Parodia del hombre atrapado entre la modernidad y el provincialismo, Tartarín -al igual que el Quijote- ya sólo puede vivir sus aventuras épicas en el terreno de la conversación. Podríamos decir que es un extraño pariente de madame Bovary con la diferencia de que en esta última las fantasías se materializan de forma aterradora e íntima. En cambio, las ficciones de Tartarín no lo aíslan de sus semejantes, al contrario, lo vuelven sumamente popular en su pueblo. Tartarín es -de nuevo como el Quijote- vehículo de transmisión de una épica del espíritu, que la misma vida tranquila y aburrida del burgués de provincias contradice, pero que debe existir como leitmotiv.

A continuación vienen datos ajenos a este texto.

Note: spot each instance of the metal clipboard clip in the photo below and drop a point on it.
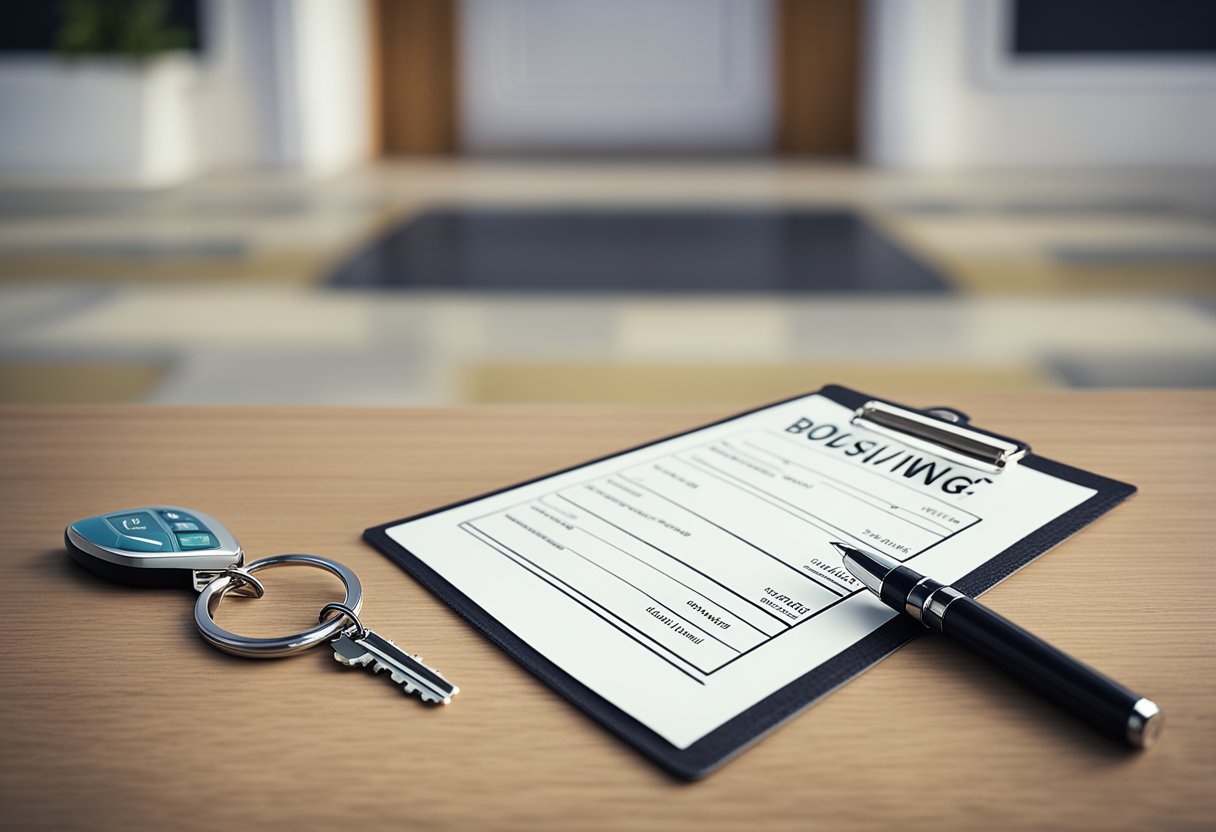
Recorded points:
(943, 432)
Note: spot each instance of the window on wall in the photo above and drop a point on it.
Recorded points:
(34, 27)
(1054, 28)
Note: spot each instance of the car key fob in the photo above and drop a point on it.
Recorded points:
(153, 546)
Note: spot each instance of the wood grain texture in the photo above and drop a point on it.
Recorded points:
(416, 60)
(818, 71)
(117, 715)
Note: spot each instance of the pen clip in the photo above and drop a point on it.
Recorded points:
(941, 432)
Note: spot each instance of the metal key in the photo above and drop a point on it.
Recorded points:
(359, 646)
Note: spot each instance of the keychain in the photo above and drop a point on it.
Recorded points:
(172, 546)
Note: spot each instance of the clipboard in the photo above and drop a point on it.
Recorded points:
(946, 433)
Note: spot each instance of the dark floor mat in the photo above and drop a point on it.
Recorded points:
(637, 251)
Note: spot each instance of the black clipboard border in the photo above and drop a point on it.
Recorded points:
(739, 732)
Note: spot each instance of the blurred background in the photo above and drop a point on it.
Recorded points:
(603, 201)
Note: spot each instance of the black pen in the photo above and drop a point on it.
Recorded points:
(1076, 687)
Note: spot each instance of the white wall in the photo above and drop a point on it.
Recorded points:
(328, 50)
(940, 96)
(617, 76)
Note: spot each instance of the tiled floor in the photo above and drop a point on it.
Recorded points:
(214, 292)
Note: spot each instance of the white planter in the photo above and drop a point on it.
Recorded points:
(96, 121)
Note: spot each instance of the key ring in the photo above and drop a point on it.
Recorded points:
(238, 645)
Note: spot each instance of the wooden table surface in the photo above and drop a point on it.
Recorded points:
(117, 715)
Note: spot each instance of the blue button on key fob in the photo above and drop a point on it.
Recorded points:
(153, 546)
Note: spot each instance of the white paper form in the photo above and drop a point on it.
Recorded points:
(687, 580)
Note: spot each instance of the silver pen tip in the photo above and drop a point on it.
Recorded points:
(867, 567)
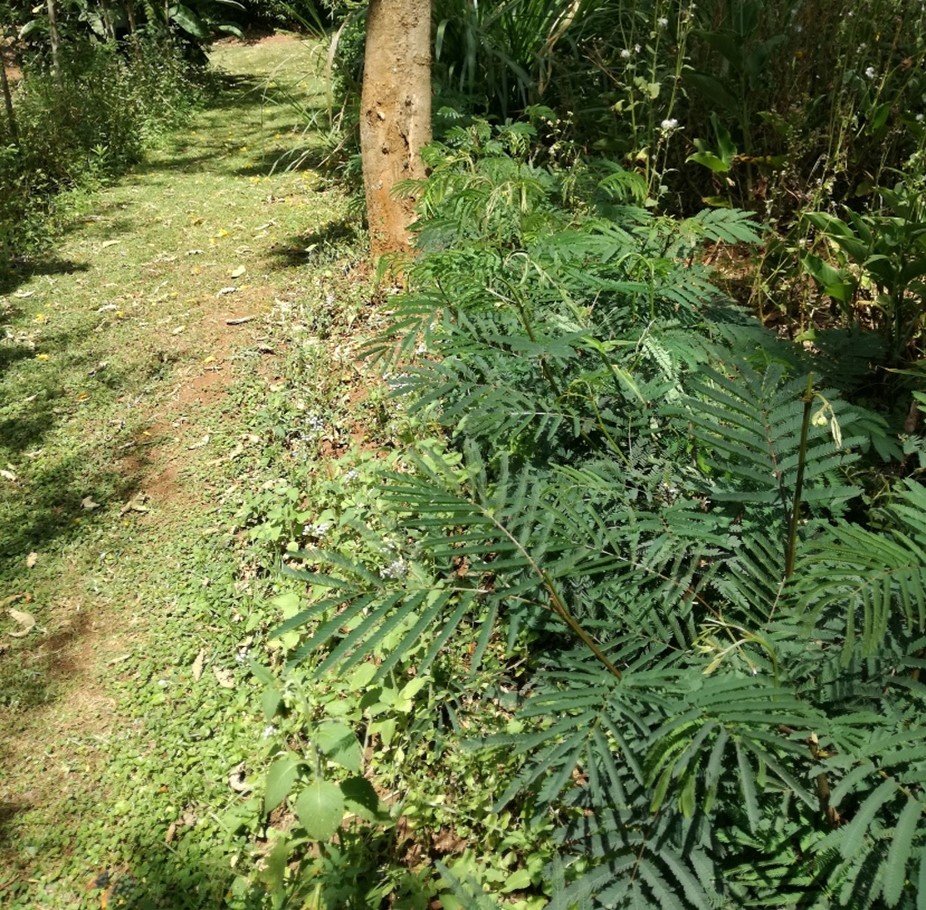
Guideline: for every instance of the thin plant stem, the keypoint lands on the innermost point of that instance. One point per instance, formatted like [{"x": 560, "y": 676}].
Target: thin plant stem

En Tartarín de Tarascón, Alphonse Daudet se burla afectuosamente de las manías de ese lector apasionado que cree (todos lo hemos creído alguna vez) poder convertirse en lo que lee: cuando Tartarín se transforma en turco, gracias a sus lecturas se vuelve más turco que los propios turcos (al igual que otros fueron más marxistas que Marx o más librecambistas que la Thatcher).
Quizá para nosotros, seres del fin del milenio situados en el umbral de la realidad virtual, sea ahora un lugar común el hecho de que la literatura y el arte en general nos proporcionen la posibilidad de entender y vivir otras experiencias humanas; pero El Quijote, Jack el fatalista, de Diderot, y Tartarín de Tarascón ya lo sabían perfectamente y nos lo mostraron con una sonrisa.
Carlos García-Tort
EPISODIO PRIMERO.
EN TARASCÓN
I. EL JARDIN DEL BAOBAB
Mi primera visita a Tartarín de Tarascón es una fecha inolvidable de mi vida; doce o quince años han transcurrido desde entonces, pero lo recuerdo como si fuese de ayer. Vivía por entonces el intrépido Tartarín a la entrada de la ciudad, en la tercera casa, a mano izquierda, de la carretera de Aviñón. Lindo hotelito tarasconés, con jardín delante, galería atrás, tapias blanquísimas, persianas verdes y, frente a la puerta, un enjambre de chicuelos saboyanos, que jugaban al tres en raya o dormían al sol, apoyada la cabeza en sus cajas de betuneros.